By Leo Marchandon and Jerome Terroy
(Reuters) -Signify, the world’s biggest lights maker, reported a steeper than expected 8.4% drop in third-quarter sales and lowered its full-year guidance on Friday, hit by falling demand from commercial and public sector clients in the United States.
The Dutch group produces connected streetlights and dynamic lighting for landmarks such as the Empire State Building and stadiums like the Allianz Arena in Munich.
Signify’s quarterly sales were 1.4 billion euros ($1.6 billion), while analysts had projected them at 1.46 billion euros in company-compiled consensus.
It now expects sales to fall between 2.5% and 3% in 2025, having previously forecast low single-digit percentage growth.
Sales in its core professional lighting segment fell by 7% to 928 million euros, driven by a bigger than expected decline in U.S. demand for lighting solutions in commercial, industrial and public spaces.
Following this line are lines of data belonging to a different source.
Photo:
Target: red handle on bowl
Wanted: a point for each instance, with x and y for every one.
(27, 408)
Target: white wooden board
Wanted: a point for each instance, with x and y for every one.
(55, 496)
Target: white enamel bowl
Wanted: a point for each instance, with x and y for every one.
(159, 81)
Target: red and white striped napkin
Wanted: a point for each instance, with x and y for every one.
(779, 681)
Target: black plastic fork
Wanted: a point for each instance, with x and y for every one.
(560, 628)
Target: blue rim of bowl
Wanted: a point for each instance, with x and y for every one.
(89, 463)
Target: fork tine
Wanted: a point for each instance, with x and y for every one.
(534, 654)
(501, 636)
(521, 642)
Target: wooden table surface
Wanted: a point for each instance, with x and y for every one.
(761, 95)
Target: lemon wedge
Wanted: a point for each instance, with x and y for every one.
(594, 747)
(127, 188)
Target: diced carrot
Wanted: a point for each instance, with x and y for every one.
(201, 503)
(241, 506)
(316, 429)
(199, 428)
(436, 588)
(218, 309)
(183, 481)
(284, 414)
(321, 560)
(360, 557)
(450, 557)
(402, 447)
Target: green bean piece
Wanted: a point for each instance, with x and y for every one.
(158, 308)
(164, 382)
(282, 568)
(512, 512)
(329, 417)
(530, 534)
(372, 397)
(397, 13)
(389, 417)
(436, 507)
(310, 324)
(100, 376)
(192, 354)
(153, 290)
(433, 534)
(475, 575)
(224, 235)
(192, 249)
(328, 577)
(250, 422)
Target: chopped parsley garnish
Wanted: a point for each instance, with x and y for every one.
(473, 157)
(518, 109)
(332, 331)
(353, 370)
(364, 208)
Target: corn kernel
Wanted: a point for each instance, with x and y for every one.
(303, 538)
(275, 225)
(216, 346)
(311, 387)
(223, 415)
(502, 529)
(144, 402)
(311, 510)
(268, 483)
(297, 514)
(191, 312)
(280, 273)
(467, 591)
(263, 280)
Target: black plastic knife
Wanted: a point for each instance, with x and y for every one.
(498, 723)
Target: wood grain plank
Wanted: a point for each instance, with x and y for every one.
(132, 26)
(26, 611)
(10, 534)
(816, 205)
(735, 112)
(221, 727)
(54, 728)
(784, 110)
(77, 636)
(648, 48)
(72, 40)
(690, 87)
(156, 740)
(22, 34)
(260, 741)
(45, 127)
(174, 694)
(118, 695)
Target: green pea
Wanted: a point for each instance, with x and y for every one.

The company saw a 25% drop in sales of its conventional lights to 76 million euros, which was expected as traditional lamps and tubes are phased out in favour of more high-tech and energy-efficient options.
Its OEM (original equipment manufacturer) sales were meanwhile dragged 26% lower to 93 million euros by fewer orders from two major customers, which it said was unrelated to the U.S. slowdown.
Signify’s OEM segment provides LED components and connected systems to manufacturers, while the Conventional segment sells legacy lighting products such as fluorescent and HID lamps.
The Consumer division, which includes brands like Philips Hue and WiZ, reported sales of 301 million euros in the quarter, with only a marginal 1% decline that was attributed to the weakening of the U.S. dollar. Growth in India and new product launches supported the segment’s performance.
Signify’s headcount was 28,064 at the end of the third quarter, an around 7% reduction compared to the same time last year.